OK! Now we've got our neural network. Please note that, of course, Python has built in neural network libraries, so generally speaking wo don't need to build a neural network from scratch. 

Alright, let's set the number of training iterations we want to use, a.k.a "epochs".

In [None]:
n_epochs = 200

Finally, we'll run our neural network on our training data. *Warning* - This can take a minute.

In [None]:
nn = NeuralNetMLP(n_hidden=100, 
                  l2=0.01, 
                  epochs=n_epochs, 
                  eta=0.0005,
                  minibatch_size=100, 
                  shuffle=True,
                  seed=1)

nn.fit(X_train=X_train[:55000], 
       y_train=y_train[:55000],
       X_valid=X_train[55000:],
       y_valid=y_train[55000:])

We can graph the performance of this neural network over the 200 iterations:

In [None]:
plt.plot(range(nn.epochs), nn.eval_['cost'])
plt.ylabel('Cost')
plt.xlabel('Epochs')
plt.show()

We can also look at how the model performed on the training dataset compared with the validation dataset.

In [None]:
plt.plot(range(nn.epochs), nn.eval_['train_acc'], 
         label='Training')
plt.plot(range(nn.epochs), nn.eval_['valid_acc'], 
         label='Validation', linestyle='--')
plt.ylabel('Accuracy')
plt.xlabel('Epochs')
plt.legend(loc='lower right')
plt.show()

So, it looks like it legitimately gets better bor about the first 50 epochs or so, but then it just gets better at predicting the training data, although it doesn't look like that introduces significant overfitting issues.

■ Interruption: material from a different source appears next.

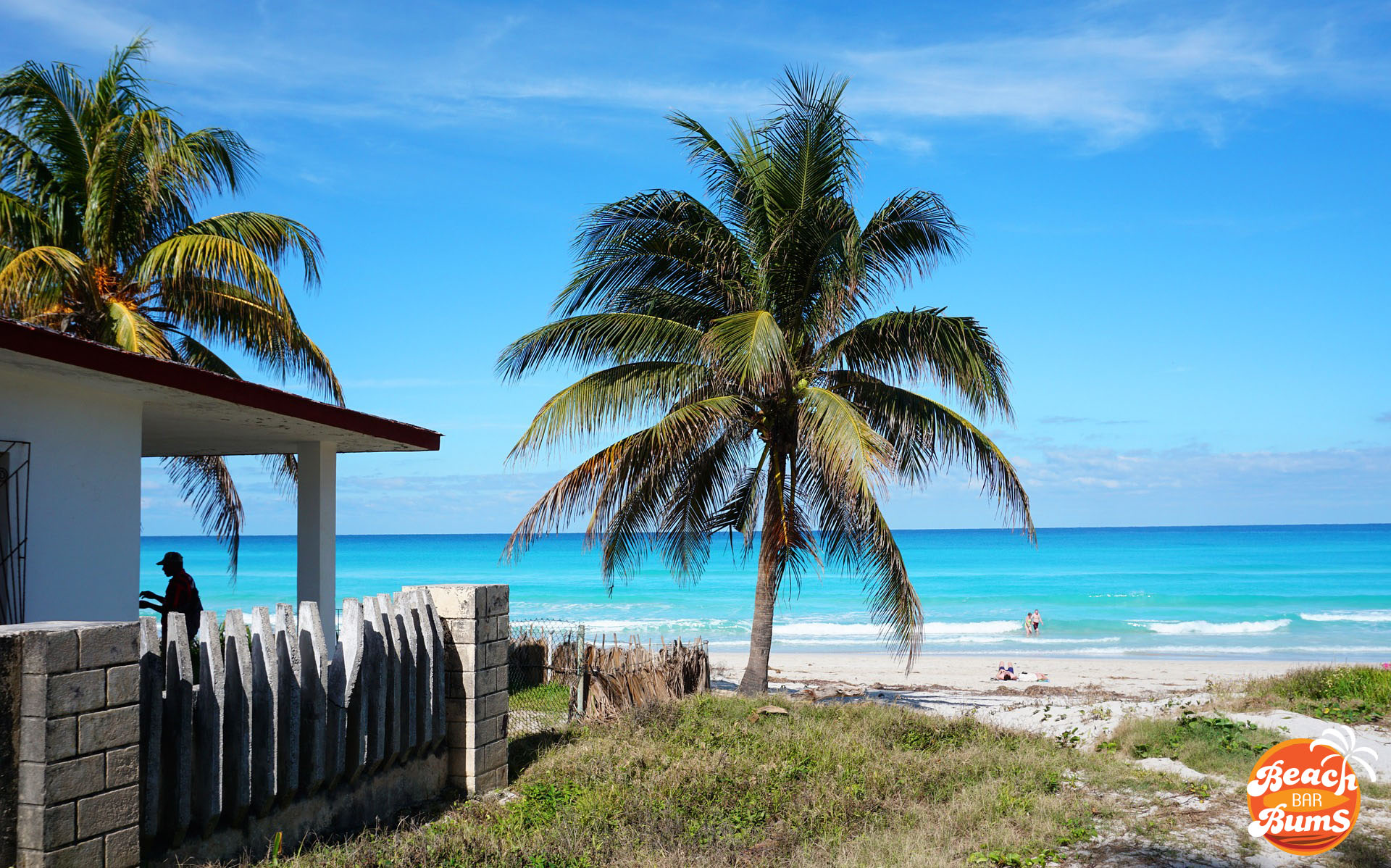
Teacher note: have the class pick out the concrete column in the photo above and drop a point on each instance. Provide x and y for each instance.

Alright, now for the final test we can look at how it does on the holdout test data.

In [None]:
y_test_pred = nn.predict(X_test)
acc = (np.sum(y_test == y_test_pred)
       .astype(np.float) / X_test.shape[0])

print('Test accuracy: %.2f%%' % (acc * 100))

Pretty good! Are you curious about the ones that it missed? Well, we can check those out. Let's take a look at the first 25.

In [None]:
miscl_img = X_test[y_test != y_test_pred][:25]
correct_lab = y_test[y_test != y_test_pred][:25]
miscl_lab = y_test_pred[y_test != y_test_pred][:25]

fig, ax = plt.subplots(nrows=5, ncols=5, sharex=True, sharey=True)
ax = ax.flatten()
for i in range(25):
    img = miscl_img[i].reshape(28, 28)
    ax[i].imshow(img, cmap='Greys', interpolation='nearest')
    ax[i].set_title('%d) t: %d p: %d' % (i+1, correct_lab[i], miscl_lab[i]))

ax[0].set_xticks([])
ax[0].set_yticks([])
plt.tight_layout()
plt.show()

Honestly, I can see how it missed some of these. I'm not entirely sure whether 19 is a 4 or a 9, whether 21 is a 2 or a 7, or whether 23 is an 8 or a 9. So, I think the model is getting pretty close to human performance, which will not be perfect. In fact, the dream of a perfect model probably isn't achieveably under any cincumstance, because of inconsistencies in how the data is labeled.